Perhaps there is no better time than right now to take a look at the value Jesus placed on political or governing power.
“After the people saw the miraculous sign that Jesus did, they began to say, ‘Surely this is the Prophet who is to come into the world.’ Jesus, knowing that they intended to come and make him king by force, withdrew again to a mountain by himself.” John 6:14-15
In modern terms we would have to note that Jesus’ free food and free health care, rather healing, was so successful that the people wanted to come and make him king by force. No election needed.
If Jesus had thought for a moment that political ruling power was what man needed or was what He wanted to implement then certainly this was not a moment to withdraw from.
Jesus, though, withdrew.
This moment where they wanted to make Jesus king was really the exception. As I read through the Gospel accounts I see that most often Jesus pressed his message and works to the point that the people sought to kill him as we see in this passage.

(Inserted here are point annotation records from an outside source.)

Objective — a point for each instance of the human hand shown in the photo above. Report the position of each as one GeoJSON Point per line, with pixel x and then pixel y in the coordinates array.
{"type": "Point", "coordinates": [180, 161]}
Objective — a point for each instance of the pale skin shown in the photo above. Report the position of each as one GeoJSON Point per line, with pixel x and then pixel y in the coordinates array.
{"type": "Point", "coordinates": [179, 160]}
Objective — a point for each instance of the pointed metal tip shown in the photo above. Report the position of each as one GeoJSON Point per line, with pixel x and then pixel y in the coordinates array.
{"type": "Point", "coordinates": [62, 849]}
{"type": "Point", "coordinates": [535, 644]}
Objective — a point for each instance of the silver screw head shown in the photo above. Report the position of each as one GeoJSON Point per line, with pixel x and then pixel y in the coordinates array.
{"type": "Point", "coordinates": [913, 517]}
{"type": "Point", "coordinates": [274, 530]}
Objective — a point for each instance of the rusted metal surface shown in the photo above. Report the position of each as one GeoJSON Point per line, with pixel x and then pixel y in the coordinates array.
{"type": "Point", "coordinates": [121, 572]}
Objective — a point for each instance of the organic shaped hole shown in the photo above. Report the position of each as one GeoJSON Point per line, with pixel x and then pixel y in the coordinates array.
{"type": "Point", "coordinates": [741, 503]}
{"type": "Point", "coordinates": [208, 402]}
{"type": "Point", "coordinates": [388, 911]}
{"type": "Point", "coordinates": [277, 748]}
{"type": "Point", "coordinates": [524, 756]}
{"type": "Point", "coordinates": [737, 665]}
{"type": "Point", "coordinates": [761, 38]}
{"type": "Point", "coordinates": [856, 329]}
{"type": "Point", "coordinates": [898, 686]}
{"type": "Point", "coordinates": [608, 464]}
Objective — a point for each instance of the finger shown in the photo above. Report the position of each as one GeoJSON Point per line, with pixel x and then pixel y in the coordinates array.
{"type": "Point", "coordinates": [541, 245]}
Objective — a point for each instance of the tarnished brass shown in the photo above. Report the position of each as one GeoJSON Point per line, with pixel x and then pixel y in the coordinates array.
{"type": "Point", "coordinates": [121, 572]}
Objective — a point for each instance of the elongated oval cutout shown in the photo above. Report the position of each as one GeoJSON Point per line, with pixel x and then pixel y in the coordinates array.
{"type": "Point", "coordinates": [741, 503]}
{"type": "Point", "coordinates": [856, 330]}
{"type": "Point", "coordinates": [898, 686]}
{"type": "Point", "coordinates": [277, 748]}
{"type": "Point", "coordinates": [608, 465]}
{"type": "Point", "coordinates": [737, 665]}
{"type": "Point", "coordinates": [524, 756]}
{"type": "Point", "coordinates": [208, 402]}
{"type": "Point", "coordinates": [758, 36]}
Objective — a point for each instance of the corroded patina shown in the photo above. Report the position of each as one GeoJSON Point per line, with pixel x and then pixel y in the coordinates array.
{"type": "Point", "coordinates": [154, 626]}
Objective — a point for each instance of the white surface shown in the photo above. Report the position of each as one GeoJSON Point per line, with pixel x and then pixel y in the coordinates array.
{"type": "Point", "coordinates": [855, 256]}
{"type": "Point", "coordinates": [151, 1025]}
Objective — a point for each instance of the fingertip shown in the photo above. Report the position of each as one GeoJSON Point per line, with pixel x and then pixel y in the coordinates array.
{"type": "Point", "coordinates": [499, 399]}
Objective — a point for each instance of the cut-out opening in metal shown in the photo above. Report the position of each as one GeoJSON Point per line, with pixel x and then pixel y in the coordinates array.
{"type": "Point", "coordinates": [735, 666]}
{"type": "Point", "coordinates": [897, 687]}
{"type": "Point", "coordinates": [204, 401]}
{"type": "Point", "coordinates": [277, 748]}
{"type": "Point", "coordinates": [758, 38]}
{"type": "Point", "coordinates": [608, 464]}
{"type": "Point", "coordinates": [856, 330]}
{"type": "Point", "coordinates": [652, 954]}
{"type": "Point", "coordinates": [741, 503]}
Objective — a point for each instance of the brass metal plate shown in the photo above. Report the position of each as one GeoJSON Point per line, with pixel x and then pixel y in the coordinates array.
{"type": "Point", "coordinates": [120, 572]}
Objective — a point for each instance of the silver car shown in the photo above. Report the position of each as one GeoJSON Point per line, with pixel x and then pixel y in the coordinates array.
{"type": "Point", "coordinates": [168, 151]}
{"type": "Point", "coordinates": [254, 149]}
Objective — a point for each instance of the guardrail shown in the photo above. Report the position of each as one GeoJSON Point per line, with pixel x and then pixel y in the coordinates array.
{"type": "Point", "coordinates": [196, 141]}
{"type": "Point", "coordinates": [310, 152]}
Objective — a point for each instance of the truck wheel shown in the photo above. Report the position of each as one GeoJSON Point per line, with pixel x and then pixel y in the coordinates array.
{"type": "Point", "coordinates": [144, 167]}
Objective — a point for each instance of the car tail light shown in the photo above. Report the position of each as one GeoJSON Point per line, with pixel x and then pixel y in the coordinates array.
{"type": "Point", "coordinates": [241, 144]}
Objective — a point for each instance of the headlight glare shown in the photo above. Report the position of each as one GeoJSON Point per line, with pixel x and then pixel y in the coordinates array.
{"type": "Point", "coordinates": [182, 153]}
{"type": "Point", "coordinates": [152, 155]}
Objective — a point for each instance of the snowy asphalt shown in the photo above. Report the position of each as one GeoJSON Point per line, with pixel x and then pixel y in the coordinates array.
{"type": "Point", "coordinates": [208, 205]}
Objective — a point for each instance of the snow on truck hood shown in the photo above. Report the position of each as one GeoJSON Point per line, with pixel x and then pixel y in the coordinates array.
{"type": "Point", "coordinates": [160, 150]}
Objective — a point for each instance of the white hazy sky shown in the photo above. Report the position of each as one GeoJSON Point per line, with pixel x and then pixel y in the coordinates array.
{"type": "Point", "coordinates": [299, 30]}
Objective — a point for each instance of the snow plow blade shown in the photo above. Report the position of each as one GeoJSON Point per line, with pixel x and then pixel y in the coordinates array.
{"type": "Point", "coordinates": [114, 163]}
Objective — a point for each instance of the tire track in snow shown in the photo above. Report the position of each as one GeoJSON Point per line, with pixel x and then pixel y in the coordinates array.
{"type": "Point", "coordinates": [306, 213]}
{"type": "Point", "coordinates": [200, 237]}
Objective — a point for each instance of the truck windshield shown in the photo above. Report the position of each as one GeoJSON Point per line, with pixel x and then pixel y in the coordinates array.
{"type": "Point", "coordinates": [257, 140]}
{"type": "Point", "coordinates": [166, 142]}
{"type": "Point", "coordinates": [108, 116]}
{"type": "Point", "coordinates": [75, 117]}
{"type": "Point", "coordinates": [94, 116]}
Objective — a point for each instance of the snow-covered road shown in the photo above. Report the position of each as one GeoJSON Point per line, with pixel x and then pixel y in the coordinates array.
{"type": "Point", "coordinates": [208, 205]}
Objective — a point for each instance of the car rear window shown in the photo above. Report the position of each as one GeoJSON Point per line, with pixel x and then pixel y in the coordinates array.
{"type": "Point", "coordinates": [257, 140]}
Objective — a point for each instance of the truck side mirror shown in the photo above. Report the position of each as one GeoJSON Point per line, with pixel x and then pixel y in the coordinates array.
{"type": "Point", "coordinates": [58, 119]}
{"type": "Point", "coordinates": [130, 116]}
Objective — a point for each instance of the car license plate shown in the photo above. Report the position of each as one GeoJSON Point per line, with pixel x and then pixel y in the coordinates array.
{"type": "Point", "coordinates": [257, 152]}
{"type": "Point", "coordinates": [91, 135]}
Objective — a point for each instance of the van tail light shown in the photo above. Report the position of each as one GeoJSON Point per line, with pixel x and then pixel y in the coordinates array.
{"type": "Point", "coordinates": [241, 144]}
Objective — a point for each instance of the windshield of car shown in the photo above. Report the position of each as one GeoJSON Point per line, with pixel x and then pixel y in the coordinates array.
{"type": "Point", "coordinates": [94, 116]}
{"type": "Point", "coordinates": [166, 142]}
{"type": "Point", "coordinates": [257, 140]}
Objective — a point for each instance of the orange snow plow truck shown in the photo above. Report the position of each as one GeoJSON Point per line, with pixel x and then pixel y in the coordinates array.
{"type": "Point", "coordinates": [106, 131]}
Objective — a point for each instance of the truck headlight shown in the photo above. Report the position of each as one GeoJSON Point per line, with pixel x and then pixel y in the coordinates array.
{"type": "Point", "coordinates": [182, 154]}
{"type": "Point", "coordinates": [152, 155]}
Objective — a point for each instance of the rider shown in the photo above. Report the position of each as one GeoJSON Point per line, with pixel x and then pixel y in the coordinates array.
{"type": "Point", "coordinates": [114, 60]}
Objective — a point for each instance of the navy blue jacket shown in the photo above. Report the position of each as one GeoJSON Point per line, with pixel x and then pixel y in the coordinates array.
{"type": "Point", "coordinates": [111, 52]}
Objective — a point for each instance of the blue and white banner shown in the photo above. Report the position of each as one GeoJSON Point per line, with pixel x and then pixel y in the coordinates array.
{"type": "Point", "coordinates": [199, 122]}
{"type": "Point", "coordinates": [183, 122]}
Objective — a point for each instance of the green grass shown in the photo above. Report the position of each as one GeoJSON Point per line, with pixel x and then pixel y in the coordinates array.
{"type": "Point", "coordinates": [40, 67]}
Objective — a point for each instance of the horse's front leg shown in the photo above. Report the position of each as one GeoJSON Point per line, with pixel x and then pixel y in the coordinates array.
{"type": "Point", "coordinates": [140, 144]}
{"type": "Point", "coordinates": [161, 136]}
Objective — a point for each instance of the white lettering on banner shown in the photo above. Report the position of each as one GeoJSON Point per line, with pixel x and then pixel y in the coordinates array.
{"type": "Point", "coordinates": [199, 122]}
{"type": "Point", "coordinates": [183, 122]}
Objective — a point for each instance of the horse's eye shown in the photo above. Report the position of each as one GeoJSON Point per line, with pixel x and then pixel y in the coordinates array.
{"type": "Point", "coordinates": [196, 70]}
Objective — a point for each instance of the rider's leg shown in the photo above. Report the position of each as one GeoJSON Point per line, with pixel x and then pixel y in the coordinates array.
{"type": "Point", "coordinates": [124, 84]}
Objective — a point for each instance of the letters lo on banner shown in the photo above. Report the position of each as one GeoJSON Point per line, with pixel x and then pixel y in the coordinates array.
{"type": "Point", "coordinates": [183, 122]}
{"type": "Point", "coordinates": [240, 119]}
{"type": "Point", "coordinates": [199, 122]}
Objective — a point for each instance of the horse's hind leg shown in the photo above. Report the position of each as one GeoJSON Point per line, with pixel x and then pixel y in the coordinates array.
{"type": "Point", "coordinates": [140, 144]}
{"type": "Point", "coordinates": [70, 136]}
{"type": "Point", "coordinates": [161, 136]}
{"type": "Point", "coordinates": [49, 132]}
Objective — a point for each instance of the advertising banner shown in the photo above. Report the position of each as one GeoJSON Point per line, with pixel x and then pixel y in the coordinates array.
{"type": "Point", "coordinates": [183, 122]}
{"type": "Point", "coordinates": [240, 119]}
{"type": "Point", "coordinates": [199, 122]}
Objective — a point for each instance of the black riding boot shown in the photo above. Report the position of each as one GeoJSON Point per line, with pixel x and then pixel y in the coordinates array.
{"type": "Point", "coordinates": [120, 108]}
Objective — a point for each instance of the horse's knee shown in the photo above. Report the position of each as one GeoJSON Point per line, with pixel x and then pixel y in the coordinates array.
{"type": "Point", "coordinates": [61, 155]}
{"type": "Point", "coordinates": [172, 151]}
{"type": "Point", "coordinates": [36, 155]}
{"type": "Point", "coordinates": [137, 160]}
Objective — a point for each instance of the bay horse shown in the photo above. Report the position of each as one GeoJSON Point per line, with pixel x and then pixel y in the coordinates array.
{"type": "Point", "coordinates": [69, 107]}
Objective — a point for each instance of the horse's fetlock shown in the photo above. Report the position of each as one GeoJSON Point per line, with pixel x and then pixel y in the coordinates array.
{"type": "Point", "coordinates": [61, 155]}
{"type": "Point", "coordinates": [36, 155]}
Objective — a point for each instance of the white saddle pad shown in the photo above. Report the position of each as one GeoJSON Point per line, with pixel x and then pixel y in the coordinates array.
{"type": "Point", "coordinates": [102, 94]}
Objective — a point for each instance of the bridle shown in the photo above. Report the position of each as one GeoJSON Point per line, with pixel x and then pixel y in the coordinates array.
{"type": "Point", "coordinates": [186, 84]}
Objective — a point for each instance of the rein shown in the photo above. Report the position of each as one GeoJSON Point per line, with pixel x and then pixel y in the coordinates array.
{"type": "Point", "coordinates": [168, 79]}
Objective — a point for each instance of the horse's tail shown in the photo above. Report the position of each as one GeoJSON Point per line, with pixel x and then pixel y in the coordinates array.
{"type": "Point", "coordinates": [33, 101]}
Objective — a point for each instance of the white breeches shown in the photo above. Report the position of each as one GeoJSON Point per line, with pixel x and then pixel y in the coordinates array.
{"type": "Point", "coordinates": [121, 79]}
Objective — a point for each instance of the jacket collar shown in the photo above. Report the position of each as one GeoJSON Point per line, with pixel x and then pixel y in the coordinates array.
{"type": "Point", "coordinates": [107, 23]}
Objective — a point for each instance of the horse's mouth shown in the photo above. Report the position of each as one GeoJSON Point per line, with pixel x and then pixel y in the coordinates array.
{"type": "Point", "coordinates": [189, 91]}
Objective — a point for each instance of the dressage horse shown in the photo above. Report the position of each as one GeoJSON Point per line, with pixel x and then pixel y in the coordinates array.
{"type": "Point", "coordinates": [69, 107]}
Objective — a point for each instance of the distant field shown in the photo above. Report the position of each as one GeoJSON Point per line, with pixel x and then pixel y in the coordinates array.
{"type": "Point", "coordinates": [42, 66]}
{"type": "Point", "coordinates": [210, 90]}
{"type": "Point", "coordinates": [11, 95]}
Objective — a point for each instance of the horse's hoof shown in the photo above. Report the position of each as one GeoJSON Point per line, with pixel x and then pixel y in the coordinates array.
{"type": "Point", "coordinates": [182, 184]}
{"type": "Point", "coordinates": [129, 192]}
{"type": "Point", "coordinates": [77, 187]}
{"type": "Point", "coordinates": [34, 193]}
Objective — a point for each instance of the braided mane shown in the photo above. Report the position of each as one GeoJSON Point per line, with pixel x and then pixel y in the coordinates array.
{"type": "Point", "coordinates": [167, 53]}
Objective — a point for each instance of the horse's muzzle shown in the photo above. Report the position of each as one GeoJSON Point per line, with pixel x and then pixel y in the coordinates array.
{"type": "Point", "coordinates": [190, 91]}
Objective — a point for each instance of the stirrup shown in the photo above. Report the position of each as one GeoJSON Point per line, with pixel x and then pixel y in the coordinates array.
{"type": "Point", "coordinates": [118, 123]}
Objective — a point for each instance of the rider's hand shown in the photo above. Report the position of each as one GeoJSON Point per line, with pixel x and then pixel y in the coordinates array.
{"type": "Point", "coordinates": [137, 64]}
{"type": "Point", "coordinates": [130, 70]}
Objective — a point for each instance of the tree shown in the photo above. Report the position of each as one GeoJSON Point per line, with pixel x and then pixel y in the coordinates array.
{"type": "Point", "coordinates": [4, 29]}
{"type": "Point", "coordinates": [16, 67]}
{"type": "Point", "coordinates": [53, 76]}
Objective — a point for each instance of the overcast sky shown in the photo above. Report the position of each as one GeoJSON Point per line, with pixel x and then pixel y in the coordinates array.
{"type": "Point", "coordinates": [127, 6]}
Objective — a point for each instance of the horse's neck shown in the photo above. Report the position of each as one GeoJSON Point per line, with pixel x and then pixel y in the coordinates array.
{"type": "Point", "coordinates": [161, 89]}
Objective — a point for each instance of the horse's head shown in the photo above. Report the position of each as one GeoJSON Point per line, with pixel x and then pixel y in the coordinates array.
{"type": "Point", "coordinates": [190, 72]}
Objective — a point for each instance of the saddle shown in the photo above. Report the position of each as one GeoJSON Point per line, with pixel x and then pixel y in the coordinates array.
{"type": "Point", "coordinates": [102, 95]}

5 He looked around at them in anger and, deeply distressed at their stubborn hearts, said to the man, “Stretch out your hand.” He stretched it out, and his hand was completely restored. 6 Then the Pharisees went out and began to plot with the Herodians how they might kill Jesus.
7 Jesus withdrew with his disciples to the lake, and a large crowd from Galilee followed. 8 When they heard all he was doing, many people came to him from Judea, Jerusalem, Idumea, and the regions across the Jordan and around Tyre and Sidon.
As you see in this passage Jesus was known and sought after by people from Jerusalem, Judea, Idumea, regions across the Jordan, Galilee and around Tyre and Sidon. He had been in these places and now had withdrawn in the face of those who would kill Him.
Reading the Bible from a questioning mindset, as I often do, I asked myself, why is God withdrawing from men who want to kill him? Isn’t He more powerful than them?
So he withdraws from those who would kill him and withdraws from those who would make him king. Why?
We begin to see Jesus’ plan and purpose when Mark describes the scene in his chapter previous to what we call His triumphal entry.
32 They were on their way up to Jerusalem, with Jesus leading the way, and the disciples were astonished, while those who followed were afraid. Again he took the Twelve aside and told them what was going to happen to him. 33 “We are going up to Jerusalem,” he said, “and the Son of Man will be betrayed to the chief priests and teachers of the law. They will condemn him to death and will hand him over to the Gentiles, 34 who will mock him and spit on him, flog him and kill him. Three days later he will rise.”
Do feel the tension in this passage? The disciples knew of many growing threats against Jesus. They were afraid of going up to Jerusalem. Jesus on the other hand is “leading the way”. Wow!
Jesus knows what is going to happen according to His perfect plan. They will “flog him and kill him. Three days later he will rise.”
Jesus knew that striking dead those who opposed him and God would not accomplish His glorious plans. Jesus knew that being king of a people that were slaves to sin would not change anything. Jesus knew that to change man he had to go to the cross. He lead the way to Jerusalem, to His death, to His resurrection!
Jesus died and paid the price for man’s sin. Those who believe are born again in Christ. They are no longer slaves to sin. God’s plan for their lives is to transform them into the likeness of His Son. They do not need a better political king or president to change their lives.
What about those who do not believe or have not yet believed. Would Jesus want to be their king if they are still slaves to sin? Are we as believers called to transform them via political or governing power? No and no. The price has been paid, the path has been opened to all who would believe to enter into the kingdom of God. There is no king, president or earthly government that is going to redeem those who do not know or wish to enter the kingdom. The exercise of earthly authority over men and women who are slaves to sin will always be very imperfect and even evil.
Jesus demonstrated that political power is no substitute for the power of the Gospel to transform lives. While God gives government to restrain evil and promote good, as followers of Jesus who withdrew from being just an earthly political king our main task is to live forth Christ in our lives and share the Gospel in such a way that others are drawn to Jesus, eternal king of all that is seen and unseen.